Dragnet Girl (Yasujiro Ozu / Japan, 1933):
(Hijosen no Onna)

An up-angle camera tracks across a row of fedoras on hooks on a wall (one mysteriously falls by itself), another lateral scan of bustling office workers comes to rest on a dormant typewriter—it might be a Lubitsch flourish but no, it's Yasujiro Ozu laying the groundwork for his yakuza tale with enormous élan. The Japanese underworld is a brisk racket suspended between the boxing gym and the nightclub, one is a shadowy arena with blown-up slogans in English ("The manly art of self-defense!"), the other is a smoky hall with beach décor (tuxedoed hoods scuffle behind scrims while molls lounge under parasols). The hoodlum (Joji Oka) is a washed-up pugilist, his flame (Kinuyo Tanaka) strolls into the locker room wearing satin gown and elbow-length gloves, the young fighter (Koji Mitsui) wants in on the gang. A solitary spot of kimono-clad traditionalism in the westernized milieu, the boy's virtuous sister (Sumiko Mizukubo) runs into the gangster at a records store (classical music is "too decent," he insists) and promptly sees through his tough-guy veneer.

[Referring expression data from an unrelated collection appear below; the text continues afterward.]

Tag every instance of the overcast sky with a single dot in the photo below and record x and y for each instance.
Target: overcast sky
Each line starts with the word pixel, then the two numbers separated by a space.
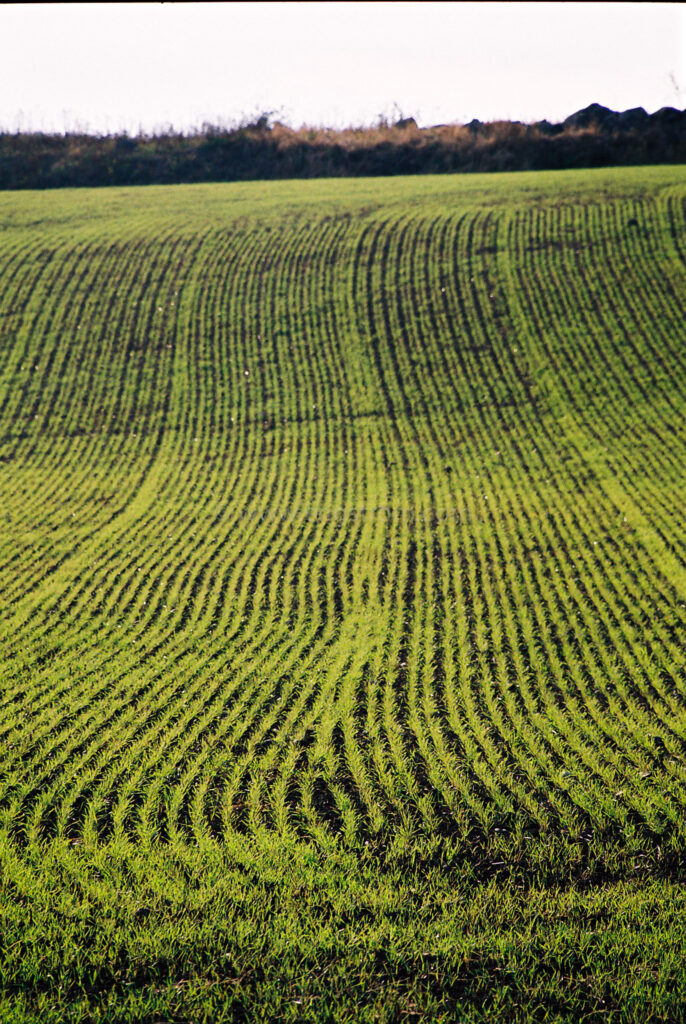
pixel 118 67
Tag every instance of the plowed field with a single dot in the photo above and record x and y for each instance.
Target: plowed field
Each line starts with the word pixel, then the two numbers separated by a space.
pixel 343 600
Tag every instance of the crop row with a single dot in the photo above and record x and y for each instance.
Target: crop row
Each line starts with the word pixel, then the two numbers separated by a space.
pixel 345 525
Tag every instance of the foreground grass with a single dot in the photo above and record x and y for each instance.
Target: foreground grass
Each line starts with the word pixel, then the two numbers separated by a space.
pixel 344 600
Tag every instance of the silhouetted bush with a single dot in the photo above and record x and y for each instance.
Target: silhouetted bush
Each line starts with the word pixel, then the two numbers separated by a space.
pixel 261 150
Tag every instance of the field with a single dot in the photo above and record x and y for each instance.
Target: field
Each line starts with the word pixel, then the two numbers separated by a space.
pixel 343 600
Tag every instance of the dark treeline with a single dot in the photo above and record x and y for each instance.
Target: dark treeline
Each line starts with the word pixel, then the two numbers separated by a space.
pixel 592 137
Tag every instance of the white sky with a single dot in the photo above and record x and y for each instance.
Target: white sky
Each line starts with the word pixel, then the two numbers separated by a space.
pixel 114 67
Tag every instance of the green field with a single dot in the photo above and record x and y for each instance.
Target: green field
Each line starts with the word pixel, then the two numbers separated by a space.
pixel 343 600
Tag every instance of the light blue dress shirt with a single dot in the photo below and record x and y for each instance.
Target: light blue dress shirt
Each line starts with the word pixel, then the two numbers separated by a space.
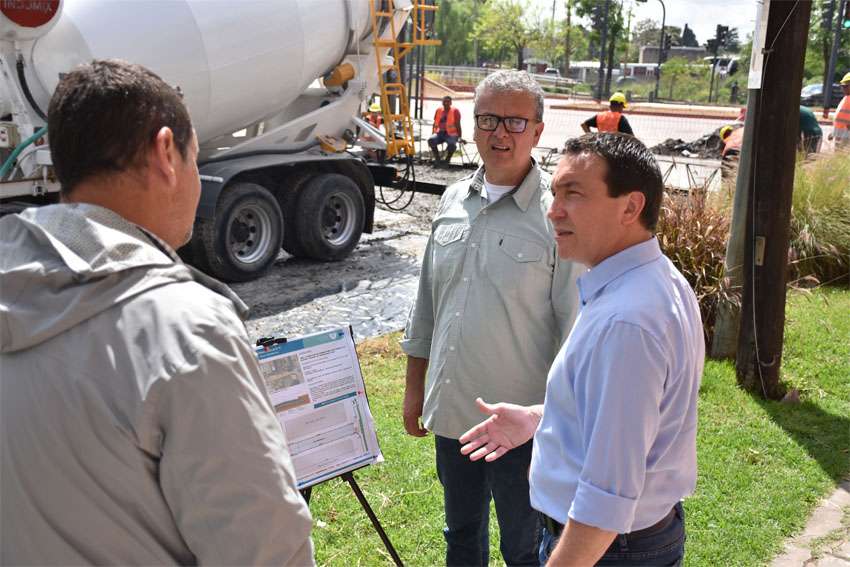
pixel 616 446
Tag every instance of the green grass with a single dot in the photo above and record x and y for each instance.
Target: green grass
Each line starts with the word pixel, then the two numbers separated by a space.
pixel 763 466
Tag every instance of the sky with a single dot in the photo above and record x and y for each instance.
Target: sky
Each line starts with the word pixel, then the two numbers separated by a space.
pixel 702 16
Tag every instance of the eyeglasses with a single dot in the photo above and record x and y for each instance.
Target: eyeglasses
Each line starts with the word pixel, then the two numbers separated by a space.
pixel 489 122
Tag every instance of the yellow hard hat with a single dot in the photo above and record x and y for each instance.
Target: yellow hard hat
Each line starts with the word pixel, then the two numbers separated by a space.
pixel 618 97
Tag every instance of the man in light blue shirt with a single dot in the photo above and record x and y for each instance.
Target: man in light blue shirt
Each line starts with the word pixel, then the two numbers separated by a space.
pixel 615 442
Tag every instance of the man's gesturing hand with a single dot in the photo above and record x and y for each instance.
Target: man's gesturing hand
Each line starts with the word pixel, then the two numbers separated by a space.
pixel 508 426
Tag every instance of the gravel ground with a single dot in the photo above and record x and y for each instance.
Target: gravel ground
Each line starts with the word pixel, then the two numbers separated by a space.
pixel 371 290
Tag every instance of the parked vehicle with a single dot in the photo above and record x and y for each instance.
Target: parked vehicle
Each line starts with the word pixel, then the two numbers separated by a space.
pixel 276 91
pixel 812 95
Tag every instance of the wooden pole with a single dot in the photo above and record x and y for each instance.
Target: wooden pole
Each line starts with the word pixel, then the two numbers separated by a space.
pixel 769 201
pixel 728 320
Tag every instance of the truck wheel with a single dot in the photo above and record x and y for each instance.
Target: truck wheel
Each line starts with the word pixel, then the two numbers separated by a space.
pixel 246 235
pixel 287 196
pixel 330 216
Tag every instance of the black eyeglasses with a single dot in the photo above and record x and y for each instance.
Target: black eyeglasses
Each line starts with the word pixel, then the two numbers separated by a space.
pixel 489 122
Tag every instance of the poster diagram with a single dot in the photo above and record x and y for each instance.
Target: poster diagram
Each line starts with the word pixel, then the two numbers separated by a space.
pixel 319 397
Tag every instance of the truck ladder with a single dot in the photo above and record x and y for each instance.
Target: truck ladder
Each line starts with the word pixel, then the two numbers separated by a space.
pixel 402 141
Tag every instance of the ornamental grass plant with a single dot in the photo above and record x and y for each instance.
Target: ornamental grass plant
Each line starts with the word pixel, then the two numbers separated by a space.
pixel 819 251
pixel 693 231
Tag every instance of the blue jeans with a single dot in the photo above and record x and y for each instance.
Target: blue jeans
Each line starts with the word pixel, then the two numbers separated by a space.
pixel 467 487
pixel 666 547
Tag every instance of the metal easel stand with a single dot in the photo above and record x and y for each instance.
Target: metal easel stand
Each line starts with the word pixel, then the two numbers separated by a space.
pixel 349 478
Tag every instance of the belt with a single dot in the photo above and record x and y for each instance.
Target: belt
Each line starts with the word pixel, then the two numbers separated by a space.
pixel 556 528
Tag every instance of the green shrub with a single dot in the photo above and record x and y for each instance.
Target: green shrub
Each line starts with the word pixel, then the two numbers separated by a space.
pixel 693 234
pixel 820 220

As the quartet moves toward the inevitable redemptive collision, the director flexes his various sides: Ozu the gagman includes a pair of skinny henchmen rhythmically skulking down the street (and then rhythmically fleeing at the sight of a policeman), Ozu the try-anything novice gets a fish-eye effect by reflecting the city off the shiny chrome of a getaway car, Ozu the contemplative imagesmith ponders close-ups of a dinner grown cold and a suitcase containing a criminal's life. Kurosawa's Drunken Angel continues the inquiry in the jitterbugging postwar swamp. With Yumeko Aizome, Yoshio Takayama, Koji Kaga, and Ryu Chishu. In black and white.